Выбрать главу

Немного же свободы нам осталось,

Он хотел нас её лишить, не взирая на закон.

Он боялся ремонстраций,

Людовик был иного мнения,

И в наших интересах и из чувства благодарности

Спеть, спеть: «Да здравствует Людовик!» {334}.

«Немного свободы! И это сказано в такой момент!», - восклицает король и напоминает, что после этого его политическая карьера прервалась на 12 лет{335}.

Людовик-Станислас отмечает, что сам институт - Ассамблея нотаблей - обладал весьма двусмысленными полномочиями: «он не мог обладать ни правами Генеральных штатов, ни притязаниями Парламентов», это был сугубо консультативный орган. К тому же было очень сложно понять, какую позицию следует занять нотаблям: принц просил де Калонна просветить его на сей счёт, но министр собрался это сделать лишь за пару дней до открытия Ассамблеи, и то в самых общих чертах.

Я часто не совпадал во взглядах с министром, но всё же я не сказал ни единого слова, не сделал ни единого шага, который мог бы не понравиться Королю, и заслужил после этой Ассамблеи гораздо больше уважения, чем был того достоин{336}.

Возвращаясь после этого подробного рассказа к вопросу о своём непостоянстве, Людовик XVIII скрупулёзно перечисляет, в чём его обвиняли:

1° в том, что я высказался за удвоенное представительство, 2° в том, что я совершил в Ратуше 26 декабря 1789 г., 3° в моей эмиграции в июне 1791 г. Полагают, что два первых пункта противоречат тому, что я высказывал в 1779 г. {337}, а третий - первым двум{338}.

Людовику-Станисласу кажется уместным напомнить, что, во- первых, за удвоение представительства третьего сословия голосовал не только он, но также архиепископ Нарбонна и герцог Мортемар, которых никто не обвинял в том, что они сделались «демократами», во-вторых, никакого закона по поводу количества депутатов от третьего сословия не существовало, всё зависело от решения короля, и в-третьих, в 1588 и в 1619 гг. именно третье сословие, в отличие от двух других, поддерживало королевскую власть. Людовик XVIII полагает, что в конце 1780-х гг. ситуация была аналогичной: корона подвергалась многочисленным нападкам со стороны духовенства и дворянства. И уж конечно он не мог предвидеть, что дальнейшее развитие событий позволит перейти от посословного голосования к индивидуальному.
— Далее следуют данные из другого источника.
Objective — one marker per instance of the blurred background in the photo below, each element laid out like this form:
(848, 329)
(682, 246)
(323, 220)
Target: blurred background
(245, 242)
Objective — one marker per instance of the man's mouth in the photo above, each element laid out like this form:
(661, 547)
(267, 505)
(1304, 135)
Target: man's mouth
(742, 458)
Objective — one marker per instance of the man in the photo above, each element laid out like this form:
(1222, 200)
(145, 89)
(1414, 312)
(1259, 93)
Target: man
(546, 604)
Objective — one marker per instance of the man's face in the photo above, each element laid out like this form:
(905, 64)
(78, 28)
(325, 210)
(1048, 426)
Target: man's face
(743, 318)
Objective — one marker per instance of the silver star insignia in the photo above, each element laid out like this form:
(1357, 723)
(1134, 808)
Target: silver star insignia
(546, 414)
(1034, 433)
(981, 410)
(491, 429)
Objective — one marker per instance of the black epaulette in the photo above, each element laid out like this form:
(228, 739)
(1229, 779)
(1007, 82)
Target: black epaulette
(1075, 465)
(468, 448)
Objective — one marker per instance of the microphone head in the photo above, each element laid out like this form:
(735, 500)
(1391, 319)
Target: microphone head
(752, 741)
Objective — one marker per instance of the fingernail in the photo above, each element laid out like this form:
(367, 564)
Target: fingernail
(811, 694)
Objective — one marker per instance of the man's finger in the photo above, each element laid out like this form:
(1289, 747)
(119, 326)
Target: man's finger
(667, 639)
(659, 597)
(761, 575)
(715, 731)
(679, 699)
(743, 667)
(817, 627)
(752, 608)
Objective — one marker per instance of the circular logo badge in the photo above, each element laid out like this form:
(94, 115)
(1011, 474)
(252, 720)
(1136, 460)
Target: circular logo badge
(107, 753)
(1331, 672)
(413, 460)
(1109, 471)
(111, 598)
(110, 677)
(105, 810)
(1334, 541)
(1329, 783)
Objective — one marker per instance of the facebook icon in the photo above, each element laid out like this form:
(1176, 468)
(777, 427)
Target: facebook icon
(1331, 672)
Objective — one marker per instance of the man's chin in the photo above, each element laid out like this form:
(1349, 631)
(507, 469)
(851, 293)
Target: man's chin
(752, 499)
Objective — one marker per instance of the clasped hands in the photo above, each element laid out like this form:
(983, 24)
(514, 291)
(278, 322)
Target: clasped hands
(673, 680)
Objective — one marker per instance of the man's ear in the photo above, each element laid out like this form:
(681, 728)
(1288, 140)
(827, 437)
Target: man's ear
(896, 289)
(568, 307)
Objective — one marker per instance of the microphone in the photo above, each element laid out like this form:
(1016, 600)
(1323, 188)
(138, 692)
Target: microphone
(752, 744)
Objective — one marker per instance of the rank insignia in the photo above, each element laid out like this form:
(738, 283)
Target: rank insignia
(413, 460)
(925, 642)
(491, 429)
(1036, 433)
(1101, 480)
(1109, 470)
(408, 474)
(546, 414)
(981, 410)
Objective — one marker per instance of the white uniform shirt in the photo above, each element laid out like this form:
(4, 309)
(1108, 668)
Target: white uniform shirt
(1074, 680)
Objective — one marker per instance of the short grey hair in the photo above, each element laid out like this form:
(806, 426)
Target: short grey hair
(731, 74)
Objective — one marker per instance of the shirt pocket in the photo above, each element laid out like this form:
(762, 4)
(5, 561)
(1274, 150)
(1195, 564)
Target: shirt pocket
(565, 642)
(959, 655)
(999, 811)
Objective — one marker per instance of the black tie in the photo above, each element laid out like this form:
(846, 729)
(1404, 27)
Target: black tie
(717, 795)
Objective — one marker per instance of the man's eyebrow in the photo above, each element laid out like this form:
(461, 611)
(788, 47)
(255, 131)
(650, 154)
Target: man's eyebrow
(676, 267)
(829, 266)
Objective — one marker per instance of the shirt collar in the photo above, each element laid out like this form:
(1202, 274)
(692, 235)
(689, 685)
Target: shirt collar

Эта ошибка, быть может, самая серьёзная из всех, повлияла и на мою судьбу. Не знаю, хватит ли моих угрызений совести, тех бед, что я претерпел и которые ещё ждут меня впереди, чтобы искупить мою ошибку в глазах того, кто видит всё. Люди же, я полагаю, должны избавить меня от упрёков в непостоянстве{339}.

Далее король стремится ещё раз объяснить своё поведение в деле де Фавра, заявляя о том, что ему был известен лишь проект бегства короля, ни о каких планируемых убийствах он ничего не знал. И всё же это дело стало «ещё большей ошибкой: мне не следовало слушать проекты г-на де Фавра, мне не следовало их дезавуировать впоследствии»{340}. Комментируя свой приход в Ратушу, Людовик XVIII пишет о том, что это он купил Мирабо для короля и следовал его советам, равно как и советам «герцога де Л***» (здесь, очевидно, имеется в виду де Леви). Что же до гражданской клятвы, Людовик заявил, что принял её по принуждению, да и кто не принял бы, если бы к нему пришли с такими требованиями.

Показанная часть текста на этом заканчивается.